При доме был небольшой участок с несколькими грядками, кустами малины и черной смородины и старым грушевым деревом. Отличное место для моих детских забав, которые мы устраивали с Пашкой. Он был старше меня на три года, но почему-то охотно вёлся на мои причудливые выдумки.
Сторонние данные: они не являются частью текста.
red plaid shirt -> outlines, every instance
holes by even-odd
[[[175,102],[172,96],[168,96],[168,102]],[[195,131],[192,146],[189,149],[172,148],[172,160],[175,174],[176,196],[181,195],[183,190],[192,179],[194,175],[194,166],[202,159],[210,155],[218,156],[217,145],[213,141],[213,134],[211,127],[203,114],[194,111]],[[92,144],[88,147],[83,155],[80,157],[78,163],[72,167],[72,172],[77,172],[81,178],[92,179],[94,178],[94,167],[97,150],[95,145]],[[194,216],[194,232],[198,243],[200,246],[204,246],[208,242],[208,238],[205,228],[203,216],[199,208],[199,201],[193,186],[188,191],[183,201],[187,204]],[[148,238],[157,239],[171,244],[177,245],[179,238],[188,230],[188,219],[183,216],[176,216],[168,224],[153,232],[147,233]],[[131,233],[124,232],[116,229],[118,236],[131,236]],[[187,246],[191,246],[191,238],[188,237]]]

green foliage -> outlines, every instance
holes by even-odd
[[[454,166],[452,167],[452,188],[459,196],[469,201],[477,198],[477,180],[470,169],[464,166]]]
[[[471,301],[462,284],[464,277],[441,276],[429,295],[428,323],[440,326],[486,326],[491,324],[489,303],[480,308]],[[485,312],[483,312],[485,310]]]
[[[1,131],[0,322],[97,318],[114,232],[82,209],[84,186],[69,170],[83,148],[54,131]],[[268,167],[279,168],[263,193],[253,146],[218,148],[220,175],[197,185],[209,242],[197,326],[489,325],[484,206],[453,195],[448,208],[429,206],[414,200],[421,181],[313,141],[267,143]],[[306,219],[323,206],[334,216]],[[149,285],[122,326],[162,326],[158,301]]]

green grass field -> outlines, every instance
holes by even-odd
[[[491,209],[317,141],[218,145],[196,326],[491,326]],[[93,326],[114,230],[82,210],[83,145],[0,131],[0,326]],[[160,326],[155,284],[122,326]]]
Однажды я уговорил его выследить, когда бабушка откроет форточки, и залезть в комнату, два окна которой выходили на заросли малины. Окна были плотно зашторены и что-либо разглядеть в комнате с улицы было невозможно. Я легко проскользнул в форточку вперед головой, опустился на широкий подоконник и наполовину раздвинул штору. Когда я развернулся лицом в комнату с намерением спрыгнуть на пол, волосы у меня на голове зашевелились, а ноги стали ватными. Я замер от ужаса. Тусклый дневной свет упирался в противоположную стену. Там в промежутке между шкафами стоял скелет в накинутом на плечи пиджаке. Тут меня что-то толкнуло сзади. Я свалился на пол и дико заорал. От окна раздался еще более дикий крик. Это Пашка застрял в форточке. Его ноги дрягались в комнате, толстая задница закупорила форточку, а голова издавала вопли снаружи.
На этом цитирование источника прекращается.